Sorj Chalandon n'aura jamais le talent de créateur de monde de John Le Carré, qui semble une de ses références fortes.
Mais son roman "Retour à Killybeg's", dont le propos est de nous raconter à la première personne la vie d'un combattant de l'Irish Republican Army devenu un agent anglais et le restant durant des décennies (Chalandon, journaliste à Libé, a couvert de près le conflit), est un roman bien troussé, manquant sans doute d'ambition et d'ampleur, mais riche d'un style agréable et efficace.
Le Monsieur sait écrire, et a de la psychologie. C'est l'essentiel, mais pas assez pour écrire un grand roman. Juste un bon roman, qui touche juste, bien que cédant fréquemment à un certain pathos et aux clichés, Sorj Chalandon n'a pas évité ce terrible regard du lecteur par dessus son épaule, qui est le traître de tout écrivain.
Si on entre en Irlande, si on comprend ce qu'ont subi les irlandais, on ne fait qu'effleurer les sources de ce conflit colonial nordiste, qui semble résumé par un affrontement entre religions, mais recouvre comme une grille de lecture trop aisée d'autres réalités, que le mépris social envers les irlandais laisse percer à jour. C'est dommage, car la figure du traître aurait pu permettre d'interroger plus encore ce lien entre l'oppresseur et l'opprimé. De même, si on s'offre une plongée dans le mouvement clandestin, elle reste bien superficielle. On comprend certes que les anglais n'auraient jamais gagné contre le petit poucet, car c'est une population, des générations, qui s'oppposaient à eux, et non une organisation isolée. La solution ne pouvait pas être militaire.
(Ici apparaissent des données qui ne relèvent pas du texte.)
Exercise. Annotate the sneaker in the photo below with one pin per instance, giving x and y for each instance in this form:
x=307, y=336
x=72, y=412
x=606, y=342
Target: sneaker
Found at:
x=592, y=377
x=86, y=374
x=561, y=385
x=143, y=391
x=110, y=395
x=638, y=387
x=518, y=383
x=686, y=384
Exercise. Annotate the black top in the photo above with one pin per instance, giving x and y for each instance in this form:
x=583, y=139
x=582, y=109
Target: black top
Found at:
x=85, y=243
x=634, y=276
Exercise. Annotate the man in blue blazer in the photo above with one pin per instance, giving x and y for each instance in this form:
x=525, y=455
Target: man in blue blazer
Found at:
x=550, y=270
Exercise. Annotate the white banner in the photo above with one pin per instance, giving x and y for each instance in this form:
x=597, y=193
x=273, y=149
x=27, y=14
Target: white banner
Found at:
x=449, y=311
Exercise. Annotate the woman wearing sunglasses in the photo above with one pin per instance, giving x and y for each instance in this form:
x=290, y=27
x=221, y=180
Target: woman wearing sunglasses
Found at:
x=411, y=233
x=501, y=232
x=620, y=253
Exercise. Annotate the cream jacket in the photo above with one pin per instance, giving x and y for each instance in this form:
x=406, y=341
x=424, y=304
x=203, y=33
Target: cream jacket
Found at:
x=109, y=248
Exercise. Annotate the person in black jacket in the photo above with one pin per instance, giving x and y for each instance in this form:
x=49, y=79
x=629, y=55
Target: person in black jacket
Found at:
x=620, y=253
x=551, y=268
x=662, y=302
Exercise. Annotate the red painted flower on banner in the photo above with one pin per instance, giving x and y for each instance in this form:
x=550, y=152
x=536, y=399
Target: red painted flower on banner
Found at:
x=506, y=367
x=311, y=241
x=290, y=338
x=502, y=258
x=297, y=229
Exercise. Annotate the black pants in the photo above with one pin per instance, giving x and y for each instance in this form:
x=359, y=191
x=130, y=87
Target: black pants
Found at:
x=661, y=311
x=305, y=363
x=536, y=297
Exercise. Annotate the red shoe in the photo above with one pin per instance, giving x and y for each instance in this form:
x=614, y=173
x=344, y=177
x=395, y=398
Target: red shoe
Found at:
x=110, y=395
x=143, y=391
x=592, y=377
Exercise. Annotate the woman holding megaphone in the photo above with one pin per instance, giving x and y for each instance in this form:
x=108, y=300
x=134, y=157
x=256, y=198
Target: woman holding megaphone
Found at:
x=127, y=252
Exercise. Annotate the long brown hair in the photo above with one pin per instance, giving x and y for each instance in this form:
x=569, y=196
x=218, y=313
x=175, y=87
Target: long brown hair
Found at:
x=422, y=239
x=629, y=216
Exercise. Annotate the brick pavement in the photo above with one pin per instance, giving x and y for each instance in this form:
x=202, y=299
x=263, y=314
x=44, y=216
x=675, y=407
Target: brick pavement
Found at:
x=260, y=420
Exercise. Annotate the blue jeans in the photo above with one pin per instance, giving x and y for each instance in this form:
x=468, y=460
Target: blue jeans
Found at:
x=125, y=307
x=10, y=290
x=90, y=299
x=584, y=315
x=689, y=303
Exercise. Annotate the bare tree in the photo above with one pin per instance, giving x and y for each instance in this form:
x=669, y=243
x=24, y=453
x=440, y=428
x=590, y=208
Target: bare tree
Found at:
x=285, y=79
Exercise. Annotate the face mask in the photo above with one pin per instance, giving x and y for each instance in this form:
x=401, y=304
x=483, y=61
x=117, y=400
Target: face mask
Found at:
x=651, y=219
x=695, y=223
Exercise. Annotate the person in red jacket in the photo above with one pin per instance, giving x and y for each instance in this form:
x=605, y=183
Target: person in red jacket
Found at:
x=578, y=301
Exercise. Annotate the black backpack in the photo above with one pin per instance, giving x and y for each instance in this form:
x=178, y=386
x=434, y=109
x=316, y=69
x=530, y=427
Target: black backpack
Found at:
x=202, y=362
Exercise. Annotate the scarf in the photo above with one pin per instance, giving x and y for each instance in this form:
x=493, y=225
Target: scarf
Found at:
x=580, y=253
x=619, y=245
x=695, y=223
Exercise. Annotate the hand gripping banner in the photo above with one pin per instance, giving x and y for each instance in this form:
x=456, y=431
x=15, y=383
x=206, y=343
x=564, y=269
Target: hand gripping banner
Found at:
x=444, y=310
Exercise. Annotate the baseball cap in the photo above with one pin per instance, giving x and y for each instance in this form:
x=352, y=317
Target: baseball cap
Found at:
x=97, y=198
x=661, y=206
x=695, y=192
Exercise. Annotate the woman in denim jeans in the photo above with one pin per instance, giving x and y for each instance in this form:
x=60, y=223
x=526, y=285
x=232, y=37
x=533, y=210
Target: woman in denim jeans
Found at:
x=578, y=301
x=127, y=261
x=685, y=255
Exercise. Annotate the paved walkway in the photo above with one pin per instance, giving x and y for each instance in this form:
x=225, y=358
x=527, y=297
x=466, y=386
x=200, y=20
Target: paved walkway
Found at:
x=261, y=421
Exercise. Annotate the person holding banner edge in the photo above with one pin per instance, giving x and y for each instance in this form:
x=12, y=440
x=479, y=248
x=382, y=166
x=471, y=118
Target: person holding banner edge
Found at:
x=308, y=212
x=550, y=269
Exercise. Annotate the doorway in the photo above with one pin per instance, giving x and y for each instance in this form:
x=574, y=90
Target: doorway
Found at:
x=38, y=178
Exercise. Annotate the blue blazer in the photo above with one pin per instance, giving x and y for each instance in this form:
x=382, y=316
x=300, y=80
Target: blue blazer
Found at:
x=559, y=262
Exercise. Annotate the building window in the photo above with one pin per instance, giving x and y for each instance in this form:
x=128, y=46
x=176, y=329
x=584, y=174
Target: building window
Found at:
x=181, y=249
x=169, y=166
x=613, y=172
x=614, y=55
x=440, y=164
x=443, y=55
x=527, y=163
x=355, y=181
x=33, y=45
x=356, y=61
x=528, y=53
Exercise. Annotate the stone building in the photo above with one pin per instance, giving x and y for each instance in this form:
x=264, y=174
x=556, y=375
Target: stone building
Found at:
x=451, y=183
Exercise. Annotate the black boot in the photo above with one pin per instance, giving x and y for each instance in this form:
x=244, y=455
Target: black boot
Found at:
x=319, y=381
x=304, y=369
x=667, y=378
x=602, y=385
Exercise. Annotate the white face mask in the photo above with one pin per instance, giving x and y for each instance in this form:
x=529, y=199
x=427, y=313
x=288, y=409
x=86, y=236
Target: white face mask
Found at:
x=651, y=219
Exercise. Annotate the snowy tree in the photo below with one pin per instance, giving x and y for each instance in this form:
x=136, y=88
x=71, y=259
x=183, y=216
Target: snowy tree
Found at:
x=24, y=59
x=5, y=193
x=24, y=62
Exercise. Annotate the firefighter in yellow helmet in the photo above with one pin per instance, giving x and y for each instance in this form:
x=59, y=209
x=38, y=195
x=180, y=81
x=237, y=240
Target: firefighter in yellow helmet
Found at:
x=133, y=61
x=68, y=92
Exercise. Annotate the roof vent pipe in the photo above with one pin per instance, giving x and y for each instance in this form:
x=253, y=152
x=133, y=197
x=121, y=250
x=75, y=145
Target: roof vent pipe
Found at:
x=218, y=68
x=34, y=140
Tyrone a été donné. Il vient de révéler aux médias, alors que le processus de paix change la donne politique, son parcours de trahison. Alors il rentre dans sa petite bourgade irlandaise rurale d'enfance, loin de Belfast, où il attend les ombres chargées de la vengeance. Pendant cette attente, il nous raconte sa vie irlandaise, cet engagement naturel, spontané, génétique, dans l'IRA. Il nous décrit surtout la violence qui a empoisonné cette société en guerre et s'y est installée partout, et la brutalité stupéfiante des anglais envers les indépendantistes irlandais. Cette brutalité a pris en prison les formes parmi les plus odieuses des exploits barbares du XXeme siècle, et on sait qu'on ne manque pas de concurrents.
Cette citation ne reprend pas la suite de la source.